When Alola was a land of fishermen and farmers who (apart from their kahuna lords) lived little better than serfs, there were few pokemon more terrifying than Morelull. Not only did they drain energy and weight from people already living at a subsistence level, but they also scattered their spores right around harvest time, putting a village's able-bodied workers to sleep right when it needed their labor most. Tales from ancient Alola, which archaeologists have begun to corroborate, speak of whole villages emptied of population by large swarms of Morelull.

All of which makes it seem like sacrilege to many Alolans that tourists today fly to Alola specifically to have their energy drained by Morelull. But in this era, when abundance has supplanted desperation, there are many people the world over whose problem is not too little weight, but too much. Admittedly, it is hard to gain weight with the walking-and-cycling filled lifestyle of a stereotypical pokemon trainer – but society can not function on the backs of full-time trainers alone. And while there are many in Alola who protest Morelull tourism as some sort of sick parody of their ancestors' suffering, there are many others, faced with the same health problems as tourists from overseas, who walk past the protest signs and submit to the Morelull treatment themselves.
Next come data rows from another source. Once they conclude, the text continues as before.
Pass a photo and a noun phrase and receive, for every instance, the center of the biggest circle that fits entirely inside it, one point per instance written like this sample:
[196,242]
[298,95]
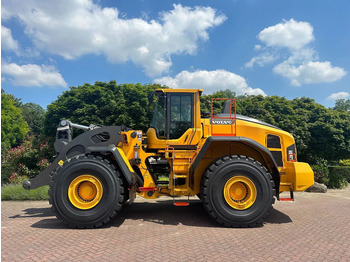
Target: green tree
[103,104]
[33,114]
[13,126]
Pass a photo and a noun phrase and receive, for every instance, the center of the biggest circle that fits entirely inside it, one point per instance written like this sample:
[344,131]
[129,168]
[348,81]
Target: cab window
[181,117]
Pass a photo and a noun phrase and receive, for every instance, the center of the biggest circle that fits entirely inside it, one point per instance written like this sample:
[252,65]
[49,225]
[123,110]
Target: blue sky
[288,48]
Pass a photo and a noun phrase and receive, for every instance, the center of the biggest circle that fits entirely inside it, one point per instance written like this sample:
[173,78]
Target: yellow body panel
[299,174]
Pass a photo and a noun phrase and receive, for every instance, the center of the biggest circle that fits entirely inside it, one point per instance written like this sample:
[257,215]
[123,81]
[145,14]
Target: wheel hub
[85,191]
[240,192]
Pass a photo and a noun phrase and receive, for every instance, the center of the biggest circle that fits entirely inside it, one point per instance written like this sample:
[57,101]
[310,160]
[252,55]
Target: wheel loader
[235,164]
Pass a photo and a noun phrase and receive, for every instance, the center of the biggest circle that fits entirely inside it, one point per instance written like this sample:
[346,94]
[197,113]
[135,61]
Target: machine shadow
[164,212]
[159,212]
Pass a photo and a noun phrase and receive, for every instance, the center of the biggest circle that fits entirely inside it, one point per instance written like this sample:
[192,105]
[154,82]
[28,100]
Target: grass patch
[17,192]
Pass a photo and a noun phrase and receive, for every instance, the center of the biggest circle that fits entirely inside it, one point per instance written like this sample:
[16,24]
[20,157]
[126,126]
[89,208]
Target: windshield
[158,122]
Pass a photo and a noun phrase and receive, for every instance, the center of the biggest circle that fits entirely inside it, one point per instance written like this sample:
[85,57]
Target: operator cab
[176,119]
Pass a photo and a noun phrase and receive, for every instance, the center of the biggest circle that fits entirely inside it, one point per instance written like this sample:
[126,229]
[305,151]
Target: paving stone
[315,227]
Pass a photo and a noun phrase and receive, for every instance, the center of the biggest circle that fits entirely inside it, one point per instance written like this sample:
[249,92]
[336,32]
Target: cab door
[174,122]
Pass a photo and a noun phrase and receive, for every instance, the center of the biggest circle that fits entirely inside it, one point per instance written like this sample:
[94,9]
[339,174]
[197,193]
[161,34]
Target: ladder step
[180,176]
[291,198]
[286,199]
[181,204]
[148,189]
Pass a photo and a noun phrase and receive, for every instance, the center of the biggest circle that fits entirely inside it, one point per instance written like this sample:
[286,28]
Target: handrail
[231,118]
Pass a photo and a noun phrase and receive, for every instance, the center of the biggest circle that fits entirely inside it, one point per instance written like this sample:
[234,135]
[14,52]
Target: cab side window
[181,117]
[273,143]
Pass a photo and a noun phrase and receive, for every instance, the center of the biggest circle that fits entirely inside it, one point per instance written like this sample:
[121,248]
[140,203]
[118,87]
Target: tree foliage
[26,160]
[13,126]
[34,115]
[103,104]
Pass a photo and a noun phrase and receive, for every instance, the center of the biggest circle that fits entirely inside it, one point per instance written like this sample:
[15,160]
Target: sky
[289,48]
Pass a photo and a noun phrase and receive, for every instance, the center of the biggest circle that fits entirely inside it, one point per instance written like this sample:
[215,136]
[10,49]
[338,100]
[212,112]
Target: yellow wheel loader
[236,165]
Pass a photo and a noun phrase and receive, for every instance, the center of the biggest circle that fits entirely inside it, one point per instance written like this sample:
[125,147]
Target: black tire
[216,178]
[111,201]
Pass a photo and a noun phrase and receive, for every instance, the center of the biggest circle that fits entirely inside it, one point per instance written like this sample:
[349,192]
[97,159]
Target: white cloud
[7,41]
[310,72]
[33,75]
[72,28]
[210,81]
[291,34]
[340,95]
[261,60]
[290,39]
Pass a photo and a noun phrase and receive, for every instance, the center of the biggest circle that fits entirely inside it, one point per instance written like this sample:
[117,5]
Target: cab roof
[180,90]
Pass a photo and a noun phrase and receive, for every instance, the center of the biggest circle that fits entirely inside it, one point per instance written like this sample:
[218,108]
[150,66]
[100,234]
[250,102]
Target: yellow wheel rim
[85,191]
[240,192]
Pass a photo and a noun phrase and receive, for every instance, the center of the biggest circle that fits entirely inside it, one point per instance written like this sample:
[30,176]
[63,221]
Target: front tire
[87,191]
[237,191]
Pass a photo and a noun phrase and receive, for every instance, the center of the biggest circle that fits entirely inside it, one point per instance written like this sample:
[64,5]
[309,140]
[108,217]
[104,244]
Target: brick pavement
[316,227]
Yet Morelull are an unpredictable and dangerous pokemon, and more than one human snack has spoken bitterly of the money they wasted meeting them – for while they only lost a few pounds, they spent months after their trip home as tired as a Snorlax. Others, less obese than they believed themselves, awoke to found themselves shrunken to skin and bones – or worse, tasted eternal sleep.

Incidentally, this influx of Morelull tourism has made Shiinotic far more common than ever before.